Dust In My Coffee

Dust In My Coffee

Sunday, June 29, 2014

One Size Fits All



     Have you ever purchased an item that was sold as “one size fits all”?  There are some items, like a rain poncho, that worked for me to buy that way.  That wasn’t the case when I went to buy a pair of rubber gloves.   I found it very difficult to stuff my hands into a glove that was made for much smaller hands than mine.  Has this ever happened to you?    


     Imagine shopping for clothes if your choices were limited to the one size fits all label.  Would we be limited to buying stretch pants and pull-over tops?  The one time in my life that I actually liked elastic pants was when I was pregnant.   Even the labels small, medium and large can be frustrating if you don’t know how much they will shrink.  Fortunately, we have clothing made for all shapes and sizes including specialty stores for those needing even more choices. 

     What about food choices?  Besides a plethora of diets to choose from we also have plenty of choices when it comes to how the food was raised.   When I was a child, my mom didn’t have the labels of organic, grass-fed, hormone free, etc. to look at.   Mom often bought the items that were on sale that week to feed our family of eight.  Now when a mom goes to the store, there are labels and whole grocery aisles of specialty foods that can be quite confusing.  Learning what labels mean and understanding more about production practices can help.  You can learn more about labels here.

Steve and I enjoying one of our favorite meals
on our deck-steak with veggies and hash browns.
     When Steve and I were raising our children we could choose to eat food from our farm and from the grocery store.  I took pride in having a big garden with items to freeze or can for winter meals. Perhaps many of you also enjoy gardening and eating the fruits, or veggies in my case, of your labor. We sometimes butcher a steer from our farm but also buy meat at the grocery store.  I never doubted the safety or quality of the food from the grocery store or from our farm.   How the food was raised was not a concern of mine and our children were healthy and active with doctor visits due mostly from sports injuries.   

My garden June 2014.   Some of the sweet corn is
starting to tassle.  We enjoyed radishes and broccoli
with snap peas nearly ready.  Plenty of weeds to pull!
     In our culture today we have many people concerned about how food is raised.   Part of that is due to the change in the size of farms as well as fewer people doing the farming.  Farms have changed over the centuries to meet the needs of the people needing to be fed.  The food choices we have today are very important so that those with food sensitivities can find what they need as well as the family on a tight budget.
This is a picture from the 1950's.  Four farmers are combining oats.   From
left to right you can see Farmall, Oliver, John Deere and Ford tractors. 

                Our farm practices are designed to feed more people using less resources.  We utilize the science and research done by our universities and yes, companies that sell us seed, weed control and veterinary medicine.  We utilize a hormone implant in cattle, antibiotics for disease and seed corn that can defend itself against a pest through DNA procedures.  It is very important to us to use methods that will leave us a better farm tomorrow.  Putting research into practice is akin to saying the proof is in the pudding.   Continually finding better ways to improve our soil, provide better care for the cattle and produce a healthy food choice is what we work for.   
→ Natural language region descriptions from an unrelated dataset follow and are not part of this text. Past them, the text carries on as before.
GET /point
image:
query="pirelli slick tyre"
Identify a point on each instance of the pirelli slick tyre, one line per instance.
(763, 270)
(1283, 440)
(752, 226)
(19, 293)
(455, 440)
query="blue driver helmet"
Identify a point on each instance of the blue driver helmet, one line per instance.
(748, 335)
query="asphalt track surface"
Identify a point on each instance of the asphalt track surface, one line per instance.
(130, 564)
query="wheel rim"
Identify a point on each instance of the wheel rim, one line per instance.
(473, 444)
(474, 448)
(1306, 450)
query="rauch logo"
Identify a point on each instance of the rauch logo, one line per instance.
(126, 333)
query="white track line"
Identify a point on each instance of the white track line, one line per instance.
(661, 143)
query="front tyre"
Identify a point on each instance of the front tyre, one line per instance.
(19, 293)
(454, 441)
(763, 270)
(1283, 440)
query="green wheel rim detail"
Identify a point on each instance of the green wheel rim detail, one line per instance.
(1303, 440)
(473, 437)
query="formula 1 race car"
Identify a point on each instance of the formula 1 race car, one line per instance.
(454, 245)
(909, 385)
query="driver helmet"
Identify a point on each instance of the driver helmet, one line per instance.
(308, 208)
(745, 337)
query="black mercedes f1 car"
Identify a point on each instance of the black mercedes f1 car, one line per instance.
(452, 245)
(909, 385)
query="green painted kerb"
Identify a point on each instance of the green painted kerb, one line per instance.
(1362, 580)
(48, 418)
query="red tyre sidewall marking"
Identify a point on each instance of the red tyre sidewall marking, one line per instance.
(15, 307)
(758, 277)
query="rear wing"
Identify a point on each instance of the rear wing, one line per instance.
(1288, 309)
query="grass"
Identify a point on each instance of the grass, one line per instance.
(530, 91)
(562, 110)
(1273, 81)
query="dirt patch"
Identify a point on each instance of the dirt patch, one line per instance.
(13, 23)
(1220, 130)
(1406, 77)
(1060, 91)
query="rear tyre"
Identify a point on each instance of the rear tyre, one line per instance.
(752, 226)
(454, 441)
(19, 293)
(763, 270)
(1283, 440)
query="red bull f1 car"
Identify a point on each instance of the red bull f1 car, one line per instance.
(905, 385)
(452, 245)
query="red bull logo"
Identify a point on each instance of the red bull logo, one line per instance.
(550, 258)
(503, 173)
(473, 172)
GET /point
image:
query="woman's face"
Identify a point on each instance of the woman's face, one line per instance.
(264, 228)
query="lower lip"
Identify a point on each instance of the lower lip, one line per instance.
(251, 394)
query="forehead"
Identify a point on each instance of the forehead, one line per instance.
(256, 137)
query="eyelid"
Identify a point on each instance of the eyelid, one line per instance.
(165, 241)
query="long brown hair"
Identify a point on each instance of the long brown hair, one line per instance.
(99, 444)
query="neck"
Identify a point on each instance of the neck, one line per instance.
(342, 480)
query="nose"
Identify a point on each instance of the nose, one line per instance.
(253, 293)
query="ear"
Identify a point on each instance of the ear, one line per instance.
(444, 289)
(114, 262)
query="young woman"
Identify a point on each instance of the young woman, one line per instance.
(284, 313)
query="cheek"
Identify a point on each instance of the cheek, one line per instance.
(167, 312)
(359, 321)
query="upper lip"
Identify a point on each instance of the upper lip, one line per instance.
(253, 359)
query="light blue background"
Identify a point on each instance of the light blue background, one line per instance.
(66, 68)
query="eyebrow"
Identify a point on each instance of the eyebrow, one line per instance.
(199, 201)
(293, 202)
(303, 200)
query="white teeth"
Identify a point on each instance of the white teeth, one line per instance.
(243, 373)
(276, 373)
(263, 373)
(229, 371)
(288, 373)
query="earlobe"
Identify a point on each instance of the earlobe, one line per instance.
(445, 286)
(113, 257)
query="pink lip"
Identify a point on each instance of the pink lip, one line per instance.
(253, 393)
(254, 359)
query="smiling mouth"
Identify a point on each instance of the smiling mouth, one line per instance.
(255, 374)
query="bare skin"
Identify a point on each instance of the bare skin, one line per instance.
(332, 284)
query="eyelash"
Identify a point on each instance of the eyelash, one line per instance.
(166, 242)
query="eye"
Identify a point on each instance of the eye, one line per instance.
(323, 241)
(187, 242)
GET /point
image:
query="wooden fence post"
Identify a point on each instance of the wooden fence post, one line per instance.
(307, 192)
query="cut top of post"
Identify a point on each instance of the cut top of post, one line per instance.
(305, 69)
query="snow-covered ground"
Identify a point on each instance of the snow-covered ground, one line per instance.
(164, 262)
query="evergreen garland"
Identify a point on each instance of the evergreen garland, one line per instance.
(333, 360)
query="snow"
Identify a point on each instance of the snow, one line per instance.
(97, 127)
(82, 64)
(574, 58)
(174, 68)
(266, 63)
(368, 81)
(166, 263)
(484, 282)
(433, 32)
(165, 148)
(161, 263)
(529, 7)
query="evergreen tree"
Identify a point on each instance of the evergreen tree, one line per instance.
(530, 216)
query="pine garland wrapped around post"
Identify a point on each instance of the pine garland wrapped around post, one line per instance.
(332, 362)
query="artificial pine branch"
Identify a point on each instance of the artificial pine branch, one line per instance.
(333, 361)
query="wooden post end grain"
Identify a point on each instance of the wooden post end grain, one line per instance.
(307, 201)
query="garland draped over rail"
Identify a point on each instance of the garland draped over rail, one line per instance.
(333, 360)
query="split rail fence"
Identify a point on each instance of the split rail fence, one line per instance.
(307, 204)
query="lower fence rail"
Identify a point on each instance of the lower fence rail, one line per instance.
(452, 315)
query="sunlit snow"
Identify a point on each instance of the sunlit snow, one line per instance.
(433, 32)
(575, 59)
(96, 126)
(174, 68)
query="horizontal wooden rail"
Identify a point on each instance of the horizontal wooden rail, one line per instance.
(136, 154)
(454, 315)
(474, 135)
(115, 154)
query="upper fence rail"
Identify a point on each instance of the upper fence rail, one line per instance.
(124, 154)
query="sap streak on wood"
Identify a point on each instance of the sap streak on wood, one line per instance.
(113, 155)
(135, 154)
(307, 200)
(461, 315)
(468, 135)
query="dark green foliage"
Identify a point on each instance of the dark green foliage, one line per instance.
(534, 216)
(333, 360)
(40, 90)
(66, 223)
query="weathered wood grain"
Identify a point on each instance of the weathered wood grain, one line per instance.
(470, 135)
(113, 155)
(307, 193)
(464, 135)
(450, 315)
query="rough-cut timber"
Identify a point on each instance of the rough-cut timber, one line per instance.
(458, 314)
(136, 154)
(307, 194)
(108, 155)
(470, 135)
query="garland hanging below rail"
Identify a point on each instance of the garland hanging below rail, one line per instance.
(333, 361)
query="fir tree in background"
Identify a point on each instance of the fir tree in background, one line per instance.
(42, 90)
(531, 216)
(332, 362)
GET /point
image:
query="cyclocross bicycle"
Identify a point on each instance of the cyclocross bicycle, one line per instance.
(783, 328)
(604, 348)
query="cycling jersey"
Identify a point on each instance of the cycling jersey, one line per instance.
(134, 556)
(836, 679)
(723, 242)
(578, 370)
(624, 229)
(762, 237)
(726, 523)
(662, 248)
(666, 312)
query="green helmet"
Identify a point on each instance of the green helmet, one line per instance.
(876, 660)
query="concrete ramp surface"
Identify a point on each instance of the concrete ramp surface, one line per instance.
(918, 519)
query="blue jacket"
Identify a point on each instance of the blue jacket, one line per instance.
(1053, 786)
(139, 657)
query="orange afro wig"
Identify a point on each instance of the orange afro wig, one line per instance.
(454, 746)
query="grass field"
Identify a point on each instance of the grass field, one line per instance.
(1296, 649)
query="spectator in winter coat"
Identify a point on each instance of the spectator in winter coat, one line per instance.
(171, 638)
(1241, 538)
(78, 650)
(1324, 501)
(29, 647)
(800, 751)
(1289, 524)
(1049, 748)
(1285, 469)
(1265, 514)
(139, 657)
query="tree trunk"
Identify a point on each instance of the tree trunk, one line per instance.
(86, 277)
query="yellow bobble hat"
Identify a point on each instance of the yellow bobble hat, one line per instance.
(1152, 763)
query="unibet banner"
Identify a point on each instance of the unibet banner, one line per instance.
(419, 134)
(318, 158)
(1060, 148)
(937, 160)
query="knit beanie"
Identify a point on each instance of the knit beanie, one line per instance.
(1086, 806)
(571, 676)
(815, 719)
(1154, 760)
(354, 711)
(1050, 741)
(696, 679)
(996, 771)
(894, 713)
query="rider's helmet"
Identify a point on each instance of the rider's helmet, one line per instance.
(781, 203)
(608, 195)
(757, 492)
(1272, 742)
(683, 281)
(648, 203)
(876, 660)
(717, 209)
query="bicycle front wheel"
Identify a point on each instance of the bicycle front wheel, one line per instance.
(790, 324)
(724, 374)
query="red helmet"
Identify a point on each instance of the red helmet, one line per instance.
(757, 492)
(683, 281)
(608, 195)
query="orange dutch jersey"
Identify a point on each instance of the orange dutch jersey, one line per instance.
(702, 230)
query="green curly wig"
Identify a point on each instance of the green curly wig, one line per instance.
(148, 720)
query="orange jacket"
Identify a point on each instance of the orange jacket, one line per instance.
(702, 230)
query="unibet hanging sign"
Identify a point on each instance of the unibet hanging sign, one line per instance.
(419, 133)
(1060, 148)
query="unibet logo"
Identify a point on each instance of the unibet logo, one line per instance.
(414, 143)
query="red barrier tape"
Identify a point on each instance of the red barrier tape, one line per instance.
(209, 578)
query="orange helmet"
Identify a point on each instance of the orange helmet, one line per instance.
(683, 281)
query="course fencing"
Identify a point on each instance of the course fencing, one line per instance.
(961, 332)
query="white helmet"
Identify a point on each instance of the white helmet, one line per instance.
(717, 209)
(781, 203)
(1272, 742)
Getting there from 3500 B.C. to 2010
     I encourage people on all sides of the debate about food production to first accept the need for a variety of farming methods and second to spend time getting to know farmers by asking us how we do what we do.  It is through shared friendly discussions that we all benefit from a continued food supply to meet the needs of a many sizes needed to fit all society.

This is Steve with our granddaughter, Ella, fishing in our pond
near our house and feedlot.  She is the next generation
we are striving to provide healthy and abundant food for.